In this talk, Wadhwa discusses what it takes to build a regional innovation system and dispels some of the myths about entrepreneurs, such as:

  • Venture capital is a prerequisite for building an innovation hub
  • America’s typical tech entrepreneurs are in their 20s (rather, they are in their 40s)
  • Entrepreneurs are like top athletes: born, not made
  • College dropouts make better entrepreneurs
  • Women can’t cut it in the tech world

Exponential Innovation Workshop (5–7 Hours). It used to be that you could see your competition coming and anticipate the threats to your business. Clayton Christensen, with his theory of “disruptive innovation,” taught that a new entrant attacked a market leader by launching low-end, low-priced products and then relentlessly improving them.

Now Christensen’s frameworks have themselves been disrupted—because you can no longer see the competition coming. The entrants come from different industries and attack established business models—the core of the business. In the same way that Netflix decimated the video-rental industry and Uber is changing transportation, new business approaches will disrupt practically every industry. Business executives need to change their way of thinking about competition—and ways of innovating—if their companies are to survive.

Vivek Wadhwa teaches the basics of exponential technologies and convergence and explains how disruption now occurs. He details advances in fields such as computing, medicine, sensors, artificial intelligence, 3D printing, robotics, nanomaterials, and synthetic biology.  He illustrates the changes that are about to affect several industries, including manufacturing, finance, insurance, education, transportation, health care, communications, and IT services.

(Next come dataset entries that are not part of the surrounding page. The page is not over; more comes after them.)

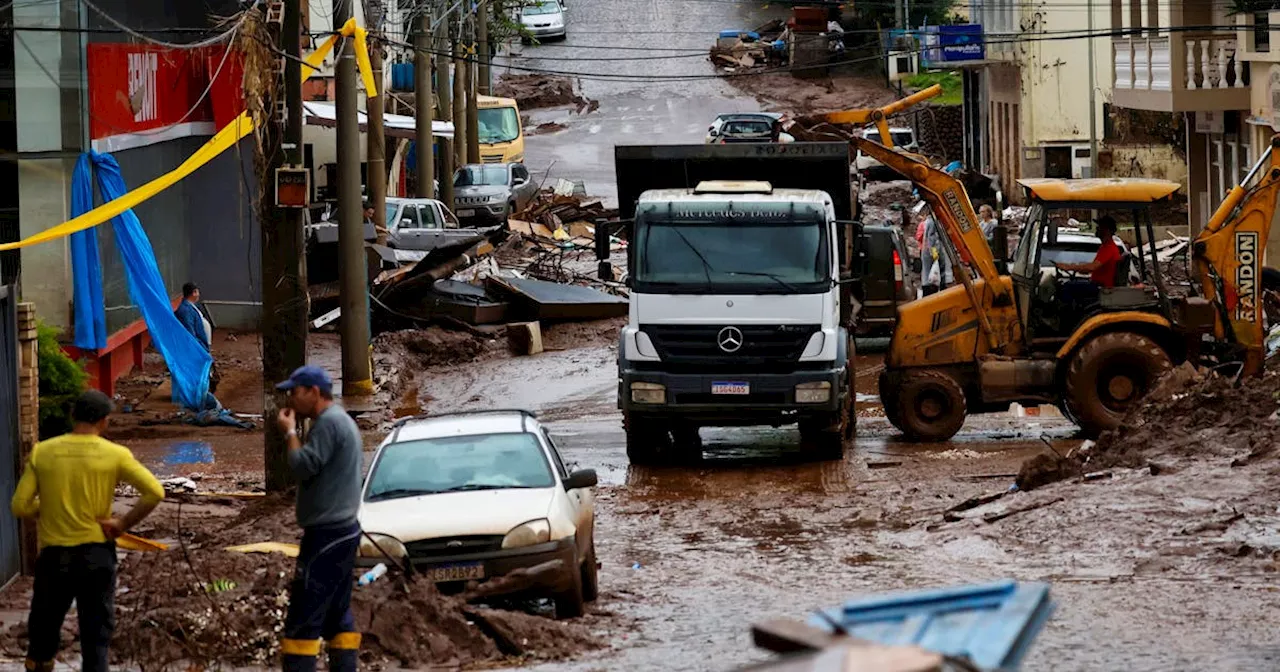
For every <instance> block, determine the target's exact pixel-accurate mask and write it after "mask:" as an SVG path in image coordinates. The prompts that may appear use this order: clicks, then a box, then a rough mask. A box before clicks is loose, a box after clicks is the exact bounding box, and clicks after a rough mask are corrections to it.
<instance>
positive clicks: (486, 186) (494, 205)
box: [453, 164, 538, 227]
mask: <svg viewBox="0 0 1280 672" xmlns="http://www.w3.org/2000/svg"><path fill="white" fill-rule="evenodd" d="M535 197H538V183H535V182H534V180H532V178H531V177H530V174H529V169H527V168H525V164H467V165H465V166H462V168H460V169H458V170H457V172H456V173H454V174H453V211H454V214H457V215H458V219H460V220H461V221H462V223H463V225H467V227H488V225H494V224H503V223H506V221H507V218H509V216H511V215H512V214H515V212H518V211H520V210H522V209H524V207H525V206H527V205H529V204H530V202H531V201H532V200H534V198H535Z"/></svg>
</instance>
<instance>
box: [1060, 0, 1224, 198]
mask: <svg viewBox="0 0 1280 672" xmlns="http://www.w3.org/2000/svg"><path fill="white" fill-rule="evenodd" d="M1087 5H1088V13H1089V38H1088V40H1085V42H1084V44H1087V45H1089V177H1091V178H1096V177H1098V99H1097V96H1098V93H1097V92H1098V83H1097V74H1096V70H1094V68H1097V65H1094V63H1093V56H1094V51H1093V0H1089V1H1088V3H1087ZM1222 86H1226V84H1222Z"/></svg>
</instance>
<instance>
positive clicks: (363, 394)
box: [333, 0, 374, 397]
mask: <svg viewBox="0 0 1280 672" xmlns="http://www.w3.org/2000/svg"><path fill="white" fill-rule="evenodd" d="M351 6H352V3H349V1H348V0H334V1H333V24H334V26H342V24H344V23H347V19H349V18H351ZM337 79H338V81H337V83H335V88H337V91H335V97H337V111H338V248H339V252H338V253H339V259H340V260H342V262H340V264H339V266H338V274H339V275H338V279H339V285H338V293H339V298H338V301H339V306H340V307H342V396H343V397H364V396H369V394H372V393H374V376H372V371H371V362H370V352H369V280H367V278H366V270H365V269H366V262H365V218H364V212H362V209H361V200H360V114H358V110H357V108H356V102H357V97H356V44H355V40H352V38H349V37H348V38H344V40H343V41H342V51H340V52H339V54H338V63H337Z"/></svg>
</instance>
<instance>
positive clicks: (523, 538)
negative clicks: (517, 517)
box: [502, 518, 552, 548]
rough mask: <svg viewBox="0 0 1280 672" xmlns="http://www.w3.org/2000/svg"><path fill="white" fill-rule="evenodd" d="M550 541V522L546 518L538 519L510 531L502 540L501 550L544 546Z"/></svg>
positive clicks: (550, 531)
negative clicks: (538, 546) (512, 548)
mask: <svg viewBox="0 0 1280 672" xmlns="http://www.w3.org/2000/svg"><path fill="white" fill-rule="evenodd" d="M550 539H552V522H550V521H549V520H547V518H538V520H534V521H529V522H522V524H520V525H517V526H515V527H512V529H511V531H509V532H507V536H503V538H502V548H525V547H532V545H538V544H545V543H547V541H550Z"/></svg>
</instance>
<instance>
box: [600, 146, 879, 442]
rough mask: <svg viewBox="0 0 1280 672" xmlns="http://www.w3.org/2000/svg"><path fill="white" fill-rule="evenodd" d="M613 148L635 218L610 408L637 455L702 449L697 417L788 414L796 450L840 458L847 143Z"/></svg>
mask: <svg viewBox="0 0 1280 672" xmlns="http://www.w3.org/2000/svg"><path fill="white" fill-rule="evenodd" d="M614 159H616V165H617V170H618V195H620V200H622V198H626V201H622V204H621V205H622V210H623V218H627V219H628V221H626V224H627V225H628V229H630V230H628V238H630V244H628V246H627V284H628V287H630V291H631V298H630V319H628V324H627V326H626V328H625V329H623V330H622V334H621V338H620V343H618V407H620V408H621V410H622V415H623V426H625V429H626V435H627V457H628V458H630V461H631V463H635V465H659V463H676V462H681V461H685V460H690V458H695V457H700V456H701V442H700V438H699V429H700V428H705V426H748V425H772V426H782V425H790V424H797V425H799V428H800V435H801V447H803V449H805V451H808V452H810V453H812V454H814V456H815V457H818V458H822V460H840V458H841V457H842V456H844V447H845V444H846V442H849V440H850V439H852V436H854V433H855V413H854V398H855V393H854V339H852V337H851V333H852V330H851V329H850V326H851V324H852V319H854V316H855V315H856V307H858V306H856V303H858V302H856V298H855V294H856V292H855V291H854V288H855V287H856V284H858V282H859V279H858V278H856V276H855V274H854V273H852V271H851V269H852V268H854V264H851V260H854V259H856V255H858V251H856V250H855V246H856V241H858V238H859V237H858V232H856V228H858V225H856V224H855V223H854V221H850V220H849V219H847V218H850V215H852V207H851V202H852V200H851V197H850V178H849V147H847V145H845V143H788V145H763V143H762V145H712V146H705V145H703V146H676V147H672V146H646V147H617V148H616V157H614ZM842 218H844V219H842ZM598 252H600V253H602V256H603V255H604V253H605V252H607V250H605V248H603V247H602V248H598ZM602 266H603V268H602V271H607V273H611V269H609V268H608V266H607V262H605V264H604V265H602Z"/></svg>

Then he asks the participants to assemble in groups of 4–5 people and take the role of nascent entrepreneurs trying to enter their industry. He helps them identify the threats from other industries, look for areas of technology convergence, and develop ideas for new businesses that can take advantage of the new opportunities before others do. After brainstorming on disruption and opportunities, Wadhwa teaches the group some of the rules of the new era of innovation, including:

  • Differences between big companies and startups
  • New work paradigms (we are always on, connected; everything is urgent; adapt or perish)
  • Everything is connected and information resides in the cloud
  • Knowledge spreads instantaneously
  • Ideas can—and will—come from anywhere
  • Success now depends on sharing rather than hoarding knowledge.

He also shares ideas on how businesses can survive in this new era of innovation, including:

  • Perceiving the big picture and learning how to identify, predict, and track exponentials
  • Looking for convergence and new synergies
  • Planning for exponential growth and disruptive change
  • Leading cultural transformation from traditional–linear to entrepreneurial–exponential by adapting new methods of innovation
  • Transforming employees into intrapreneurs who think—and act—like the Silicon Valley entrepreneurs who are gunning for Goliath.

He concludes with a discussion on the importance of ethics and of understanding the policy and legal implications of technological change.